Among other issues, critics of the execution cited that Nafeek was only 17 (a minor) at the time of the crime; she was reportedly coerced into a confession by Saudi authorities; it was not clear if she even understood the charges filed against her due to language barriers; and she apparently did not receive adequate legal representation. But the Saudi Interior Ministry claimed that Rizana smothered the baby to death after an argument with the parents. Nafeek herself reportedly alleged the baby died from choking on a bottle of milk.

The Asian Human Rights Commission, which had long campaigned for the nanny’s freedom, released a statement that largely blamed her death on the Sri Lankan government of President Mahinda Rajapaksa. “If proper diplomatic effort was made with the required seriousness, the life of this young girl could have been saved,” AHRC stated. “Rizana Nafeek is also a symbol. A symbol of the vast section of the Sri Lankan people who belong to the least advantaged sections of society.”

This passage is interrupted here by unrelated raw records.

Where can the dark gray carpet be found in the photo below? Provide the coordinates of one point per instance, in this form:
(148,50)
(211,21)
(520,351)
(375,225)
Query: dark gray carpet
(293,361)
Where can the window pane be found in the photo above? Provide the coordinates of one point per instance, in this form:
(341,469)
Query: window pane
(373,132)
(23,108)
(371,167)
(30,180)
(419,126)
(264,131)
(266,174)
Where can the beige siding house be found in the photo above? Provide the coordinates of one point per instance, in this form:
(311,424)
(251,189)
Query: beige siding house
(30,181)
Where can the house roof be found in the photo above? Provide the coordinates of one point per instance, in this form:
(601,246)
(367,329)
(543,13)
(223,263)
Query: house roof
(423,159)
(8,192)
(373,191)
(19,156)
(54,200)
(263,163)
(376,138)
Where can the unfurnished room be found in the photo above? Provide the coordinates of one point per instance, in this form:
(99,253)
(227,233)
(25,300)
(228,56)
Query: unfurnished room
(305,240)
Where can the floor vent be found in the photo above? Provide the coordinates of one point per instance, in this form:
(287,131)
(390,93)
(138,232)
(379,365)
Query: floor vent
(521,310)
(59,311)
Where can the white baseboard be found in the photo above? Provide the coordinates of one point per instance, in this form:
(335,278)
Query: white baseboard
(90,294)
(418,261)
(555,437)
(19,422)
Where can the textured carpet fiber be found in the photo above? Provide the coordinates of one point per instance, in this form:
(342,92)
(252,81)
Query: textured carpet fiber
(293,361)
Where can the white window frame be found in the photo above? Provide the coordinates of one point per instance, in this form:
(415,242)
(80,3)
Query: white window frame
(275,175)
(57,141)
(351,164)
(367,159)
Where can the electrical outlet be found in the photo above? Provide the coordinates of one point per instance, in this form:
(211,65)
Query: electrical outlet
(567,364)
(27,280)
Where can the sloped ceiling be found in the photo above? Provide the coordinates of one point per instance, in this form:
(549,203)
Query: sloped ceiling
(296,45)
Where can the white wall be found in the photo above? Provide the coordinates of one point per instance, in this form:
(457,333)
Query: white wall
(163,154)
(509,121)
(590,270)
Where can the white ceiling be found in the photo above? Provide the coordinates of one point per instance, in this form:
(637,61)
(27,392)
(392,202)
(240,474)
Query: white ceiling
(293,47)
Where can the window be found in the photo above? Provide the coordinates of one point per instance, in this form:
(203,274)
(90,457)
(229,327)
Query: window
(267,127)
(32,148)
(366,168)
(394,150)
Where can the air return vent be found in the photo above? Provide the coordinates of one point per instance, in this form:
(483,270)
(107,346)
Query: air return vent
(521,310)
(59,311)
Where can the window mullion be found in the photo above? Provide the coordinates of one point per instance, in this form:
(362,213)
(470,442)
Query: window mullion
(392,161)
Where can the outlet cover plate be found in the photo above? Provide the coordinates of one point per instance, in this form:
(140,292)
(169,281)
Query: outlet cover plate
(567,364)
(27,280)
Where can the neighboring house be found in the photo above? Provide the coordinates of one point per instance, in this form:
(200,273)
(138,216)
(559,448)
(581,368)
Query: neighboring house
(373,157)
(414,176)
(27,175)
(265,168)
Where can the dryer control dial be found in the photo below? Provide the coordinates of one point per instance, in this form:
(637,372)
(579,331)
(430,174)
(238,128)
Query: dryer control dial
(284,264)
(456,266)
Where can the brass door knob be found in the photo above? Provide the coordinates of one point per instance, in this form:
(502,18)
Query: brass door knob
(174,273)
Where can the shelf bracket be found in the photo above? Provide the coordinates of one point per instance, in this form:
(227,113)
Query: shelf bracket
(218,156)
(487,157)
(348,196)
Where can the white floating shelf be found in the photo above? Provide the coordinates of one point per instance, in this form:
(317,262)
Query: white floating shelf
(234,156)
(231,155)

However, Sri Lanka desperately needs the cash provided by its global diaspora of workers. The Daily News of Sri Lanka reported that the country’s foreign employment promotion and welfare minister, Dilan Perera, predicts that migrant worker remittances will climb to $10 billion by 2020. (Sri Lanka now has a total annual GDP of about $60 billion). Also, more Sri Lankans are opting to work overseas – although fewer females and more males are doing so than in years past, according to the Daily News.